Consider the problems of derivatives. Few understand them. Many so-called derivative “contracts” are little more than mathematical formulae based on a series of futuristic occurrences that are entirely speculative. Their initial value in the best of times was entirely somebody’s guess. So is it any surprise that it is all but impossible to place a value on such things during the throes of a recession? Yet derivatives are some of the “troubled assets” that the Treasury is attempting to bail out. This is ridiculous!
Why is the Treasury allowing even one dollar of taxpayer money to get near a derivative? Why not use the bankruptcy process in this kind of situation? The companies that hold unsalable derivatives should have to go into a Chapter 11 proceeding and let a bankruptcy court sort it out. If the derivatives have value, let someone say so — under oath — in front of a federal judge. If the derivatives are worthless, let the judges do what we pay them to do — void the instruments and allocate the losses.
Sure, bankruptcy cases take time to roll through the courts. But could Chapter 11 bankruptcy be any worse than the current drip-drip-drip, hemorrhage of funds into the black hole of the likes of AIG? And at least some bankruptcy judge might just put a stop to the AIG exploits of taking nice vacations to exotic resort locales.
Or what about the U.S. automobile industry? Now the domestic carmakers want some of that TARP money too. Or else what? They’ll have to file for Chapter 11? Yeah? And then?
Well on the day that the automakers file for bankruptcy, the automobile factories will still be there. The patents and designs aren’t going anywhere. The workers and design teams will stick around for a while — it’s not like there are a whole lot of other jobs out there, except maybe raking leaves in leafy suburbs.
It seems to me that General Motors, Ford or Chrysler — without the legacy costs of pensions and health care and featherbed contracts for non-working union members — would actually be a decent investment for a Debtor-in-Possession (DIP) form of financing. Any DIP-lender worth its salt would certainly go into the management suites to take names, kick ass and get rid of the deadwood. And over the long term, if U.S. automakers actually paid more for steel than they have to pay for retiree health care, then we might actually see a revival of that industry.
Meanwhile, We’re Losing Time
Meanwhile, we are losing time. “Ask me for anything,” said Napoleon to his lieutenant. “Anything but time.”

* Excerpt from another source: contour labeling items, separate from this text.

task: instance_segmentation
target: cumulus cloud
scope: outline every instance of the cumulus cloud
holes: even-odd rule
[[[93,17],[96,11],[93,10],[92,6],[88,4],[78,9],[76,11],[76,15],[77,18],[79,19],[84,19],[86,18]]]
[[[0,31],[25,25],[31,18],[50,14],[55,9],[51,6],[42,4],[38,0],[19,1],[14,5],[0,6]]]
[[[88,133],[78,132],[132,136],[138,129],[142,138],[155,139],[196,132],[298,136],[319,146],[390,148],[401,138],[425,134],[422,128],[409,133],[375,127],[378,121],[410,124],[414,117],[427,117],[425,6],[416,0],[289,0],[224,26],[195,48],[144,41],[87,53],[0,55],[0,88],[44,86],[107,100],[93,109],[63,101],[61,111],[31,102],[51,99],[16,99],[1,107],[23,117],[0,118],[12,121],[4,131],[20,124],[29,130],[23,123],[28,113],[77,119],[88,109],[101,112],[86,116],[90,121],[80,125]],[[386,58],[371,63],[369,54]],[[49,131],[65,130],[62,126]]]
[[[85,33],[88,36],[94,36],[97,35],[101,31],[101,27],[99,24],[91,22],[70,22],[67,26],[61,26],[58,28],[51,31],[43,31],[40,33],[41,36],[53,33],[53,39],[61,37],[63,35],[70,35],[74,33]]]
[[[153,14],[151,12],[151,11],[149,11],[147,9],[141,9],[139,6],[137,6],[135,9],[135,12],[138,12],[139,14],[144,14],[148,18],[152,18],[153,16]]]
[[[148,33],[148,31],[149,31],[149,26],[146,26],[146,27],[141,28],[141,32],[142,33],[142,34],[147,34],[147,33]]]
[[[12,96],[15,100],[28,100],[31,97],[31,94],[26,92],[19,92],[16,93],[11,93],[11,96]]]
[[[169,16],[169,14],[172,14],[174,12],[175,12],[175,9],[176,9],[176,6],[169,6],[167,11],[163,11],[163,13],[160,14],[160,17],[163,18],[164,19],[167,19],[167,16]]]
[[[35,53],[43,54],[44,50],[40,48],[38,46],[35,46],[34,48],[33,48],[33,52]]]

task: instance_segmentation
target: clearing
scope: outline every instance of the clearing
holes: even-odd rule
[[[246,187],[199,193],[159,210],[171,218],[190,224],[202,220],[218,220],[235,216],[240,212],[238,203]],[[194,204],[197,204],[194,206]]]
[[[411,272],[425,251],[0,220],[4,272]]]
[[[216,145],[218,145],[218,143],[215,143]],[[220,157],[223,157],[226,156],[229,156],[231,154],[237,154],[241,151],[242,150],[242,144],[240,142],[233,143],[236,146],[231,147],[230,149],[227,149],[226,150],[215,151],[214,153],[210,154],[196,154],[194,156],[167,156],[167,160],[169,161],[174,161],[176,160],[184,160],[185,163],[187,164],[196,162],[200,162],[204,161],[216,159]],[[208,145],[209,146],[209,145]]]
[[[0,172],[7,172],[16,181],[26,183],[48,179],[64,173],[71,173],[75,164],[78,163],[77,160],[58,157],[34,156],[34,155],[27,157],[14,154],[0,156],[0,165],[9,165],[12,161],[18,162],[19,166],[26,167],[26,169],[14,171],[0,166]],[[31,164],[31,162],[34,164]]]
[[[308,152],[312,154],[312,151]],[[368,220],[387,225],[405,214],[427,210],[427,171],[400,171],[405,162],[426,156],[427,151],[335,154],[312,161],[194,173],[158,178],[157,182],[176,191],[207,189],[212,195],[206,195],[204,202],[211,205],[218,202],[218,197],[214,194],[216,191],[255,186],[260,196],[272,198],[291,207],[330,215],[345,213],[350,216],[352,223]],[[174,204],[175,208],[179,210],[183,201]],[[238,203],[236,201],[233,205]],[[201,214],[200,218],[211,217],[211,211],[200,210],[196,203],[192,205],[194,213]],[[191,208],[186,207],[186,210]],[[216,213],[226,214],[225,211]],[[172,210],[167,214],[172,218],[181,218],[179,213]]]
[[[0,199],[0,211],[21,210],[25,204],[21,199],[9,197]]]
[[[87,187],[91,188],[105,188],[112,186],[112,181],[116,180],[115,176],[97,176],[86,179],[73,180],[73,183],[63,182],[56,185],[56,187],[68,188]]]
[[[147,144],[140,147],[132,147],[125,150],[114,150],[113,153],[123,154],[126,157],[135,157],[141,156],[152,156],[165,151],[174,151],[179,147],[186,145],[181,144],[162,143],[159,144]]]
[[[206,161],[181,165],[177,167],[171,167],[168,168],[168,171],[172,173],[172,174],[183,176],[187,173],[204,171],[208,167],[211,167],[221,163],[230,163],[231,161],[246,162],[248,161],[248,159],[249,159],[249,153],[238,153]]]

What Napoleon was saying to his subordinate was that in the context of war, there are always setbacks. Terrain, for example, is sometimes captured and lost to the enemy. But lost terrain can be regained. And troops are lost in combat, but the armed forces can be rebuilt and reconstituted from the strategic reserve. Lost time, however? Once it has passed, time is gone forever. You will never get it back, and no general — however great — can win it back on any field of battle.
It is the same thing with the declining U.S. and world economy. The world’s central bankers and treasury ministers dither, and squander capital into bottomless pits of a deflationary recession.
But the great villain in all of this is debt, pure and simple. And much debt is just a collection of bizarre debt instruments, exotic forms of speculative contracts, and obligations so massive that they will never be repaid. So why prolong the agony? Liquidate it now. Let the bankruptcy courts do what the framers intended.